Concept

James Kirkup

Résumé
James Harold Kirkup, FRSL (23 April 1918 – 10 May 2009) was an English poet, translator and travel writer. He wrote over 45 books, including autobiographies, novels and plays. He wrote under many pen-names including James Falconer, Aditya Jha, Jun Honda, Andrew James, Taeko Kawai, Felix Liston, Edward Raeburn, and Ivy B. Summerforest. He became a Fellow of the Royal Society of Literature in 1962. James Kirkup was brought up in South Shields, educated at Westoe Secondary School, and then at King's College, Durham University. During the Second World War he was a conscientious objector, and worked for the Forestry Commission, on the land in the Yorkshire Dales and at the Lansbury Gate Farm, Clavering, Essex. He taught at The Downs School in Colwall, Malvern, where W. H. Auden had earlier been a master. Kirkup wrote his first book of poetry there; this was The Drowned Sailor, which was published in 1947. From 1950 to 1952, he was the first Gregory Poetry Fellow at Leeds University, making him the first resident university poet in the United Kingdom.
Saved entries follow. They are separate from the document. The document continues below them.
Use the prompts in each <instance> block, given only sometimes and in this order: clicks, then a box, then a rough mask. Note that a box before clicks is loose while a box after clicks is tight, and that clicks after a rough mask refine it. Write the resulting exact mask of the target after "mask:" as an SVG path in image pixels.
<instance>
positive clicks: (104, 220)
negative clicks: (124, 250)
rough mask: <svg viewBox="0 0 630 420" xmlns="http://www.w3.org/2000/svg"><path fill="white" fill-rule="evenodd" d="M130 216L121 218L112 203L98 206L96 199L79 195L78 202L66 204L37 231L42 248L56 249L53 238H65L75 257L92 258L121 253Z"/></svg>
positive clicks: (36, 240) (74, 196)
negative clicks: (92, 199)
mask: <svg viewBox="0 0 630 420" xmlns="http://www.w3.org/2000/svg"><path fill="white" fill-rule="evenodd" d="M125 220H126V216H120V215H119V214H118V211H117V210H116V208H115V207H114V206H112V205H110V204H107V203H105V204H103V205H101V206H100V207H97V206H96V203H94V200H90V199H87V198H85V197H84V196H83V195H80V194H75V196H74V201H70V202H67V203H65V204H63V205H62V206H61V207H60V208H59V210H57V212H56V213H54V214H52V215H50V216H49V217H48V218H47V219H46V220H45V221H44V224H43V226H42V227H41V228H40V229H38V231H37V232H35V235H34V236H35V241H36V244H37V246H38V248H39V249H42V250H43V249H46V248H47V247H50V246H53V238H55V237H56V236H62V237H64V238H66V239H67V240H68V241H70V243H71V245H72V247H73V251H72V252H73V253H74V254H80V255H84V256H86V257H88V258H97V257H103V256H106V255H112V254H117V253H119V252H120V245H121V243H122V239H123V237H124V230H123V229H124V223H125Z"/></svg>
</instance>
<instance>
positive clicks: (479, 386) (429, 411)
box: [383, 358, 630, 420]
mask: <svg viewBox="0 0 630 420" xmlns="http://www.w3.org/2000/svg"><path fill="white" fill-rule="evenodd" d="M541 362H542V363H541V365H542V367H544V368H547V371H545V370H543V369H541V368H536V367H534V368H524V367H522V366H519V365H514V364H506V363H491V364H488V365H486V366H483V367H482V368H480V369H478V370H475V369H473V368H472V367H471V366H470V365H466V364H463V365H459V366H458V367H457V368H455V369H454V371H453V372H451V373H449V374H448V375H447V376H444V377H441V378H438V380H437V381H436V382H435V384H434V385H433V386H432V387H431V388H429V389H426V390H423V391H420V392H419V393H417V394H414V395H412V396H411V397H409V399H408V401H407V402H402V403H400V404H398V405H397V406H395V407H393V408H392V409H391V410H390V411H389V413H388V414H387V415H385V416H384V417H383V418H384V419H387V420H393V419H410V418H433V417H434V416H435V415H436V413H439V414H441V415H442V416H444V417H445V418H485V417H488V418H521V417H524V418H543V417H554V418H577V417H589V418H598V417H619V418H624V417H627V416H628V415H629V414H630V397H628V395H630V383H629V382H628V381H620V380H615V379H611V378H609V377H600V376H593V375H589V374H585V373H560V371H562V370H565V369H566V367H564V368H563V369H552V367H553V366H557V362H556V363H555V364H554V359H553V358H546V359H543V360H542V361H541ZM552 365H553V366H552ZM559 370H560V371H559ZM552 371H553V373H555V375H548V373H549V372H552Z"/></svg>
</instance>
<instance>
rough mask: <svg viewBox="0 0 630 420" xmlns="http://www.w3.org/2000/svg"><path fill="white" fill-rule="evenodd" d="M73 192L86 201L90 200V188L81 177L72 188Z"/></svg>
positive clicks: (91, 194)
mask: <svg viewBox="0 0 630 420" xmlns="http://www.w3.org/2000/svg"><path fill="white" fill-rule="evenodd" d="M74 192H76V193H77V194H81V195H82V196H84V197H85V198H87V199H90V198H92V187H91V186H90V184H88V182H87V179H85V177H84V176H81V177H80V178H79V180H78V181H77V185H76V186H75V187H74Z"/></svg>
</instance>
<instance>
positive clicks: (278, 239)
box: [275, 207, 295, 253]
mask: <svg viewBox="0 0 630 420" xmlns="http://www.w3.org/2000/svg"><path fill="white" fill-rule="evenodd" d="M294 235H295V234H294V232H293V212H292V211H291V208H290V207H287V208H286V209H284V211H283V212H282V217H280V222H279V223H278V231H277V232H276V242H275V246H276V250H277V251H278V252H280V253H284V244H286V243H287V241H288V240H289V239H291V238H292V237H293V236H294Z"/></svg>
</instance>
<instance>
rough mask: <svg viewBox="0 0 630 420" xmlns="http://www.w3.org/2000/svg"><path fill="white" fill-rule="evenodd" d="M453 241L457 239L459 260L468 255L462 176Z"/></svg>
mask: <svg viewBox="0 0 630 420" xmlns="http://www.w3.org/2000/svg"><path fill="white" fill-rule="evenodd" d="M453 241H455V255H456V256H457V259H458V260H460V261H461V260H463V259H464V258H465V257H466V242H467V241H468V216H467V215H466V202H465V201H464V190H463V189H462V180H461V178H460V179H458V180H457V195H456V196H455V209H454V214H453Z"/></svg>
He moved south with his partner to Gloucestershire in 1952, and became a visiting poet at Bath Academy of Art for the next three years. Moving on from Bath, Kirkup taught in a London grammar school before leaving England in 1956 to live and work in continental Europe, the Americas and the Far East. In Japan, he found acceptance and appreciation of his work, and he settled there for 30 years, lecturing in English literature at several universities. Kirkup came to public attention in 1977, after the newspaper Gay News published his poem "The Love That Dares to Speak Its Name", in which a Roman centurion describes his lust for and attraction to the crucified Jesus. In the Whitehouse v Lemon case, Mary Whitehouse, then Secretary of the National Viewers' and Listeners' Association, successfully prosecuted the editor of the newspaper, Dennis Lemon, for blasphemous libel under the Blasphemy Act 1697.